Presidente da CPI dos Combustíveis diz que existe uma forte cartelização sobre os postos de CG

A dois dias da apresentação do relatório final da CPI dos Combustíveis, o presidente da Comissão e vereador Alexandre do Sindicato (PHS) não tem dúvida. Para ele, há a prática de cartel na venda de combustíveis em Campina Grande. O vereador informou, porém, que ainda não teve acesso ao documento final da Comissão, que está sendo elaborado pelo vereador (relator) Luciano Breno (PPL).

-Tenho minhas convicções de tudo o que nós apuramos nesse trabalho, que foi feito há mais de seis meses, de que em Campina Grande existe uma forte cartelização. Isso é comprovado não somente por mim, mas também pelo Ministério Público, que autuou meses atrás 42 postos por prática lesiva ao consumidor-, observou Alexandre, acrescentando que espera que o -relatório venha com essas informações-.
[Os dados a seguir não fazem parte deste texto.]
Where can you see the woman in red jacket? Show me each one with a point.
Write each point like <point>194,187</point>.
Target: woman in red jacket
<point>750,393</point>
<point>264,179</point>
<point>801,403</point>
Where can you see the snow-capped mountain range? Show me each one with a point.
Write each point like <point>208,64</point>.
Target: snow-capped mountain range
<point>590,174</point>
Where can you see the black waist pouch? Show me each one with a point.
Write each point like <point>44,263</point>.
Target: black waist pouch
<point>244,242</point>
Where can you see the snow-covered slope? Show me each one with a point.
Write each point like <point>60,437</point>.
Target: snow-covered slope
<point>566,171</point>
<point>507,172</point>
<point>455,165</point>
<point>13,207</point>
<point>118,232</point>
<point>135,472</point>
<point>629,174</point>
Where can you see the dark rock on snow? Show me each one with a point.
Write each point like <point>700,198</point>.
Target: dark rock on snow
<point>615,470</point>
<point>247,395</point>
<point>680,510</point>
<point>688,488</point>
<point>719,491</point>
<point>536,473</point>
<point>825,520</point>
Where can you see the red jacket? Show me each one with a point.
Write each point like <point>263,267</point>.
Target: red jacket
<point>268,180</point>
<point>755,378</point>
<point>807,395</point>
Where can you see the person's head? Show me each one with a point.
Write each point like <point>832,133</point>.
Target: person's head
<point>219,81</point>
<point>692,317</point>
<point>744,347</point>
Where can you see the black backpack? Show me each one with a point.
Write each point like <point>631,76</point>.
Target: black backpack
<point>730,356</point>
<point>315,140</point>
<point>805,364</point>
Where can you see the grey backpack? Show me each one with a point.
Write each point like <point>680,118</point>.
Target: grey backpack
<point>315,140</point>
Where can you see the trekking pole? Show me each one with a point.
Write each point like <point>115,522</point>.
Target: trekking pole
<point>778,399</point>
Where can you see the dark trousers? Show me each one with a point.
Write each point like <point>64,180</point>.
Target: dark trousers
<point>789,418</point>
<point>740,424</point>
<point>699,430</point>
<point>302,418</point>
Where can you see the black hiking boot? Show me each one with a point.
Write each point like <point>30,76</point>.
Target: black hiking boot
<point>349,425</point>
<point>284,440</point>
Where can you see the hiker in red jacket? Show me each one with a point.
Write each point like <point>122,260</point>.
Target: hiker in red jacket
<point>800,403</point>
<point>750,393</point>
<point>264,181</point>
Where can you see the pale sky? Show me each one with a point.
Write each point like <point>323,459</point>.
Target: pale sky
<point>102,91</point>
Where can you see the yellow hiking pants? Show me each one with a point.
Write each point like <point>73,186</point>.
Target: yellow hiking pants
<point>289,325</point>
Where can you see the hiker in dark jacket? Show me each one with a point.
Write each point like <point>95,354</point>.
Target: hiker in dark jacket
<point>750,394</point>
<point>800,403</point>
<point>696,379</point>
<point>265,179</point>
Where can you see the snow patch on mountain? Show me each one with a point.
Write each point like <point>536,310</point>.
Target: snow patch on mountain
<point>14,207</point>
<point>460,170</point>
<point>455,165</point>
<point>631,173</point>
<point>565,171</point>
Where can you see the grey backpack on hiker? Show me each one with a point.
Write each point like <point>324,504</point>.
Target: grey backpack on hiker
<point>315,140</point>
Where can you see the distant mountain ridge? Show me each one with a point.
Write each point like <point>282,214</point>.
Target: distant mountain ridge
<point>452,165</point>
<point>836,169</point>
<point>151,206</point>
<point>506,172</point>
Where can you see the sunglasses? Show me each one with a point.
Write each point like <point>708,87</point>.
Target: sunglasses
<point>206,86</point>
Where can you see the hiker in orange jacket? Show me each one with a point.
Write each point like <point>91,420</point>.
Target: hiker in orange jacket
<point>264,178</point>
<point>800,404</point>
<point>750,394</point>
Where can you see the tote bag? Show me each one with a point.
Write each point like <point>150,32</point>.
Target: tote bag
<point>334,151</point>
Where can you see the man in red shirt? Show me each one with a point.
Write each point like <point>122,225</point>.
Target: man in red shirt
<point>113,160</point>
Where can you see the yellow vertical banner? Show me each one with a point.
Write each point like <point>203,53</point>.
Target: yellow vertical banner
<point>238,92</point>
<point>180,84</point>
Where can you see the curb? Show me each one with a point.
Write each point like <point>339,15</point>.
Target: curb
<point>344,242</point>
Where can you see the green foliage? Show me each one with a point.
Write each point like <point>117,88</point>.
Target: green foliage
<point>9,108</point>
O documento final da Comissão será encaminhado para o Ministério Público, Receita Federal e para outros órgãos que fiscalizam a prática de cartel. Em setembro do ano passado o Ministério Público autuou 42 postos de combustíveis da cidade por alinhamento de preços. Os dados foram incluídos nas informações da CPI e devem ajudar os vereadores a fundamentarem o relatório final.

Sindicato dos postos de combustíveis questiona isenção

O presidente do Sindicato dos Revendedores de Combustíveis do Interior da Paraíba, Bruno Agra, assegura que não há a prática de cartel na comercialização de combustíveis na cidade. Ele também questionou a isenção da CPI ao longo dos últimos meses.

-A CPI não foi isenta. Nós temos um segmento que é fiscalizado pela Agência Nacional de Petróleo, pelo Ministério Público e por outros órgãos. E esses órgãos jamais constataram isso-, argumentou. -Nós não temos preços abusivos. O grande vilão são os tributos e a CPI não chegou a essa constatação-, completou Bruno Agra.

A CPI dos combustíveis foi aprovada no início de abril de 2019, mas só foi instaurada no fim de maio. De lá para cá os vereadores coletaram documentos e ouviram representantes de distribuidoras e de órgãos que fiscalizam o setor na cidade.